When managed correctly, IoT can be hugely beneficial to your business model, increasing efficiency, reducing operational costs, improving customer loyalty, and helping you to make better and more informed decisions. But once you’ve extracted efficiencies how can the right business model help you to enhance profit margins? 

Just as IoT is continuing to evolve, so too is how it is being monetized. And while some companies think about monetizing after launching IoT, an increasing number are launching products with a recurring IoT revenue model already in mind. While there is no one-size-fits-all business model for monetizing IoT, there are a number of approaches to consider. The one that will be most advantageous to you will ultimately depend on what you’re offering.

In this article, we will look at three different business models that will help you strategize monetizing your IoT solution:

  • Subscription
  • As-a-service
  • Asset sharing

Subscription

Using an IoT subscription model allows businesses to generate recurring revenue through their connected devices. In other words, instead of making a one-off sale, you instead offer a subscription to your customer where a fee is charged for periodic usage, such as monthly or annually. Think of it as the Netflix model for things like health monitors or air quality monitors. Instead of selling the movie (or the machine or the product, etc.), you are essentially leasing it to the customer – and by leasing it you control the product and can offer any number of add-on benefits, such as service packages, upgrades, etc.

Subscription models also allow you to develop an active – and pro-active – relationship with your customers, because instead of throwing products out there and seeing what sticks, you are instead gathering valuable data that will help you improve your customer offering, as well as develop features for specific clients or to meet specific market demands ahead of your competitors.

Subscription models are not without their challenges, though. Offering different subscription packages, options, add-ons, and levels, and not managing those correctly and efficiently can damage customer relations. Having processes in place to track various factors such as trial period length, subscription levels and tenure, and invoicing before you put your offer on the market will go a long way towards mitigating any issues.

The good news with this model is that your customer no longer has to pay a large amount of money up front for an expensive piece of equipment that will surely depreciate in value. Instead, you own and maintain the equipment – and when it comes time to replace it, you can refurbish the old model and sell or lease it into a different market.

As-a-service

As-a-service models, also known as ‘outcome-based’, mean delivering the results a customer wants. While somewhat similar to the subscription model in that it replaces products that your customer used to own and operate, the difference is this: with a subscription model your customer commits to a monthly or annual fee, while with an as-a-service model, your customer is invoiced for services based on volume and/or quality.

A good example of this would be a manufacturer of water pumps. Previously, the water pump company’s business model was selling pumps and success was selling a lot of pumps. But customers don’t really want pumps, they want get water from point A to point B, and then they might also want the water to do things for them, such as cool or power something. Providing an IoT-enabled water pump means you are no longer selling the pump and are instead selling the amount of water pumped, so the customer is paying for the outcome, which also allows them to scale up or scale down as needed.

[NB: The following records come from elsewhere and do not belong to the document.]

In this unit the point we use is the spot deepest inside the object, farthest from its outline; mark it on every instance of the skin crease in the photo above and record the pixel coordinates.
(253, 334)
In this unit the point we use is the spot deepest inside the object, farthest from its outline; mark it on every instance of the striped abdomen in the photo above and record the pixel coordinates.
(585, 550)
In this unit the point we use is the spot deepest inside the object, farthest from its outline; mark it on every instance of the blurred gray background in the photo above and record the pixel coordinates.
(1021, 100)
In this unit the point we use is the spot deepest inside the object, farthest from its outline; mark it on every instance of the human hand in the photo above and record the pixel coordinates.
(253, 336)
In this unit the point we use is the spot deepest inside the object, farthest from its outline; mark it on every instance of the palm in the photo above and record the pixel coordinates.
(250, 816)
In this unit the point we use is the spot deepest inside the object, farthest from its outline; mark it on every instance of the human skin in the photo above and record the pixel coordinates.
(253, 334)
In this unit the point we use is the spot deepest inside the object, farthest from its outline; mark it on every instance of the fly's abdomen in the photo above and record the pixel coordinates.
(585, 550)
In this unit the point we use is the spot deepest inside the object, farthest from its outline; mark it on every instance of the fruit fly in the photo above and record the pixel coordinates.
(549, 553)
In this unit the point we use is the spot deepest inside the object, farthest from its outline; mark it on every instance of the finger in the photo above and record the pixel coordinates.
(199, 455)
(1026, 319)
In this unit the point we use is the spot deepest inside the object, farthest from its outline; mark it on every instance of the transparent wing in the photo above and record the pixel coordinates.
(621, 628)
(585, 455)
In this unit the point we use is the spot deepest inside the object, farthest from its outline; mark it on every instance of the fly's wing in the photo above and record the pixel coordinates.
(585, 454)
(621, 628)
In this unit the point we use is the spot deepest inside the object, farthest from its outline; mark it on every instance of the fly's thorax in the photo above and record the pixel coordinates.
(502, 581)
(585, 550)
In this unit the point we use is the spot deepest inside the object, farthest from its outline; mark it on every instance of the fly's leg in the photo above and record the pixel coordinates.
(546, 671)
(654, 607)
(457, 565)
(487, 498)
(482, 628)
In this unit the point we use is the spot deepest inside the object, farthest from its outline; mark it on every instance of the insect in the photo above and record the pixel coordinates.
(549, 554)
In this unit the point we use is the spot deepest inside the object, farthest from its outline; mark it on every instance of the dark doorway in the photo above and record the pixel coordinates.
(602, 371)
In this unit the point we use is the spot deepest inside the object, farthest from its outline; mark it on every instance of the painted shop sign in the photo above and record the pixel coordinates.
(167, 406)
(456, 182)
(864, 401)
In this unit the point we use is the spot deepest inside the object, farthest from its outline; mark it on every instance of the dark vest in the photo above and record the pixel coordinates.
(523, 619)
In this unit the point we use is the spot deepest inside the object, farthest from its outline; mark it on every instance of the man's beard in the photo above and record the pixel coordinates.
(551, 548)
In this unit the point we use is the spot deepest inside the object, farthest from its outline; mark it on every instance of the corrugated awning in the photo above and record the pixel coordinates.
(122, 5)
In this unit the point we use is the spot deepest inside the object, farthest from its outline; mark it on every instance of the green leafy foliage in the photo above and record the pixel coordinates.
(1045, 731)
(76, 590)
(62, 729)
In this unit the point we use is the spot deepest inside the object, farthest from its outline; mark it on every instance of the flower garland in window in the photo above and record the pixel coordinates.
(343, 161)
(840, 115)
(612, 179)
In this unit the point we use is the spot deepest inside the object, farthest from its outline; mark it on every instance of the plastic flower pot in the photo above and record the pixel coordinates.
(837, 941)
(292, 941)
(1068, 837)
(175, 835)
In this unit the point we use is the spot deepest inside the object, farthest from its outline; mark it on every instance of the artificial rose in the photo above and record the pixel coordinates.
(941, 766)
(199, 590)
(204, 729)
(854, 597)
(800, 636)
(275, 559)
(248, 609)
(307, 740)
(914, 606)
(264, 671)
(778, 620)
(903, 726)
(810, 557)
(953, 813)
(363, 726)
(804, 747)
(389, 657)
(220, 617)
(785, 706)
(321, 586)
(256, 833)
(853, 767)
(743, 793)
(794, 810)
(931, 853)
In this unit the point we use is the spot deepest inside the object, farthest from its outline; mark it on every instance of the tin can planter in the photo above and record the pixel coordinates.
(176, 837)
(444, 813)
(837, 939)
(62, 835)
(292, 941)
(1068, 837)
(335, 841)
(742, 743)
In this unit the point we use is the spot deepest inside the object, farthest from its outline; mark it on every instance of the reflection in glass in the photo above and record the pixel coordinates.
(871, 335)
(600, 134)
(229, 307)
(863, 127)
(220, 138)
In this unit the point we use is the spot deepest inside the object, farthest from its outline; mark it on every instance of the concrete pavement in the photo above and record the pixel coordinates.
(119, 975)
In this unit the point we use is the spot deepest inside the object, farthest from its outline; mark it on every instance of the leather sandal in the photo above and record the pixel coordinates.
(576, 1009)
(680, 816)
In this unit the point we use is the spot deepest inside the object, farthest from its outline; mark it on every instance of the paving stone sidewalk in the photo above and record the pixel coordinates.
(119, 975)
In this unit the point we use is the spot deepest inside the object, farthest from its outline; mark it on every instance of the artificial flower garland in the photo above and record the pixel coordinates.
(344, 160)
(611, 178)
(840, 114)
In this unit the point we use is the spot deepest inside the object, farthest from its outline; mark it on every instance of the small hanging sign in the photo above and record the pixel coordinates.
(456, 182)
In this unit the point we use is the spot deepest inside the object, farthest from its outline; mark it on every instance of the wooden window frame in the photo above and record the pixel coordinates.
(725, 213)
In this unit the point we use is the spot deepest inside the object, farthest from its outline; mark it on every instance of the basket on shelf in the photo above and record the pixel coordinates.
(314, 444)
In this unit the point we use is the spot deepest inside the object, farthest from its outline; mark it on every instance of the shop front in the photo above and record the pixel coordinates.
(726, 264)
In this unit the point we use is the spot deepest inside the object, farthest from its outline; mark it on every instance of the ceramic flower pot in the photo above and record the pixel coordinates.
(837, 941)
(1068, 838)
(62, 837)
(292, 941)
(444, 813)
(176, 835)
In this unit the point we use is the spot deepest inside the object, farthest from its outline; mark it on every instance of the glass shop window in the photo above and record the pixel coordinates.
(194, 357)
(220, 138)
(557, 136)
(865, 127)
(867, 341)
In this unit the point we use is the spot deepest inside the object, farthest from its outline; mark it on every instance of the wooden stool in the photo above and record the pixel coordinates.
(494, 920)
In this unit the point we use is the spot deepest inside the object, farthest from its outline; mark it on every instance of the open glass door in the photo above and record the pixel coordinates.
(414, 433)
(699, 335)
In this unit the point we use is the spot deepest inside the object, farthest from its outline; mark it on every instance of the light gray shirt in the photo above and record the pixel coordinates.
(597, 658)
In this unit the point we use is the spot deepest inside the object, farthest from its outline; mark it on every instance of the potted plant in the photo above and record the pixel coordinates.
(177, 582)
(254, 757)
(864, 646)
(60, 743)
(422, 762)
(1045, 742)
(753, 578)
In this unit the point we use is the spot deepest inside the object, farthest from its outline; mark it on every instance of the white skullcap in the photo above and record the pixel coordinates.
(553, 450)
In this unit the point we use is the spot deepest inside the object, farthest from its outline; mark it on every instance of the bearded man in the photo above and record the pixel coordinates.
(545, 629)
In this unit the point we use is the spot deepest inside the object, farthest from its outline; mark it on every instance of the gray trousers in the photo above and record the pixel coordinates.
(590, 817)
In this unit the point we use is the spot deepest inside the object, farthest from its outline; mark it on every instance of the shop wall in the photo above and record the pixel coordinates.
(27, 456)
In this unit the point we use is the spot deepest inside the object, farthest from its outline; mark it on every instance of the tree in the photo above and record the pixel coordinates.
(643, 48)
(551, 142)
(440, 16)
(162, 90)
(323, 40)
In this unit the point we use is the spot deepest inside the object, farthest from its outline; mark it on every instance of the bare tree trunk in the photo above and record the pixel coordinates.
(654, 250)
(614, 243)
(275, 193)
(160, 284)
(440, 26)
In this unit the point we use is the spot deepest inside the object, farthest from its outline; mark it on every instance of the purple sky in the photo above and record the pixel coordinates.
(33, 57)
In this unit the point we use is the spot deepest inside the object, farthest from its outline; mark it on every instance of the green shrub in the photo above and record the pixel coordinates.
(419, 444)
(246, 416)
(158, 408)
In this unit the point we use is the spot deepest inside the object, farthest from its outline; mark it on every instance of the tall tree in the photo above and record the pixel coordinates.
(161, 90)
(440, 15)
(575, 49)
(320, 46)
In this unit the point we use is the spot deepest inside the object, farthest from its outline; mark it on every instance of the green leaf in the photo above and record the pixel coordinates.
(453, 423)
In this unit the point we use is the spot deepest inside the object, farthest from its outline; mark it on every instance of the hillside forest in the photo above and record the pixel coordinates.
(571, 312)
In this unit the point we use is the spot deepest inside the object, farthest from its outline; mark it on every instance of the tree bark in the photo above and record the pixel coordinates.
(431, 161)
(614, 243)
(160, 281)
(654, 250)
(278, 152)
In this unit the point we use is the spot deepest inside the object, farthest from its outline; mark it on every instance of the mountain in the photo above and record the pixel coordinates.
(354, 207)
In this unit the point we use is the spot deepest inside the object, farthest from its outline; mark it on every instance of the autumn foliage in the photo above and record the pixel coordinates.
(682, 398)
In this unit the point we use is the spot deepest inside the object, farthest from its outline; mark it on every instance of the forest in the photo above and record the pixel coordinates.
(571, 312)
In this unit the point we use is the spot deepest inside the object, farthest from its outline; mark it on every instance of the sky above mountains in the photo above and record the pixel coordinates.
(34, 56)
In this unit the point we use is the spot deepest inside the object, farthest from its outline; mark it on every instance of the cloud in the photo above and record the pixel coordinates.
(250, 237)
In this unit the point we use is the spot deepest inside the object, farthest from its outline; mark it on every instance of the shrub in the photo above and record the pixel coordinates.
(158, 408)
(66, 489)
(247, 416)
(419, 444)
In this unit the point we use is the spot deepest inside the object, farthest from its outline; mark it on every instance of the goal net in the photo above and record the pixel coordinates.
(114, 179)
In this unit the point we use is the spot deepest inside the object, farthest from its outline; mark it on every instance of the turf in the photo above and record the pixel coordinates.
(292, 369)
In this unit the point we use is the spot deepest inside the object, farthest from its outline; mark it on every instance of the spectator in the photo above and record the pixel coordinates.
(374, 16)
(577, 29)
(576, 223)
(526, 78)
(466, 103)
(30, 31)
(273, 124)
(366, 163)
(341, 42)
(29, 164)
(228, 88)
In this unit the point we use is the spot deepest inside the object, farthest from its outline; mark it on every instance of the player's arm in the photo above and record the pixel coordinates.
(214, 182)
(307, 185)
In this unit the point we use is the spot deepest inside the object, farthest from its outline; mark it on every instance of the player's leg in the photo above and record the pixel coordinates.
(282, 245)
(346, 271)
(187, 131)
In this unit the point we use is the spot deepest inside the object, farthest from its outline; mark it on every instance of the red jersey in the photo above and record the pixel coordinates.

So, instead of just selling a piece of machinery and calling it a day, using the as-a-service model means the point of sale is not the end of your relationship with your customer, it is the beginning, because you will now have responsibility for the performance and maintenance of the product. This brings new requirements for your company, of course, because you now also have the responsibility for the product’s performance throughout its lifecycle, ensuring its uptime and making better use of manpower when it comes to things like maintenance.

The good news, though, is that if you do this successfully, you will have built a strong relationship with the customer and are better aligned with their needs.

Asset sharing

We have already seen a lot of IoT-enabled asset sharing, whether that’s urban mobility e-scooters or car sharing. The idea is that instead of buying an expensive piece of equipment that the customer may not be able to utilize to its maximum capacity, customers instead share assets, thus reducing costs, increasing efficiency, and often helping to contribute to a more sustainable society.

If we look at cars, sharing this asset makes sense when you consider that 90% of the time your car is sitting in your driveway or in a parking garage, unused. If you apply an IoT asset sharing model, instead of the car sitting around unused for much of the day, you are instead selling the extra capacity back into the market, maximizing the utilization of the product across multiple customers. This results in reduced costs and even faster market penetration.

This same model can be applied to drones, bikes, and even power grids, where excess energy from smart commercial buildings can be sold back into the grid.

Of course, this model means changing behaviors, because a lot of people still want their ‘own’ car or their ‘own’ bicycle – but in cities in particular, asset sharing is taking off. Residents don’t want or need the hassle of maintaining a car in an urban environment, where parking is scarce, the value depreciates quickly, and there often isn’t a daily need to drive.

 

While all three of these models are related, they each have individual strengths, as well as some challenges. All of them can be – and are already being – applied to any number of business models. The key to understanding how IoT business models can be implemented for monetization is to look at your business from a fresh perspective, from a different angle. Where can you tweak your business model so that IoT not only streamlines processes but also generates new and often steady and sustainable revenues for your company, keeping you one step ahead of the competition and your eyes firmly on the swiftly evolving future?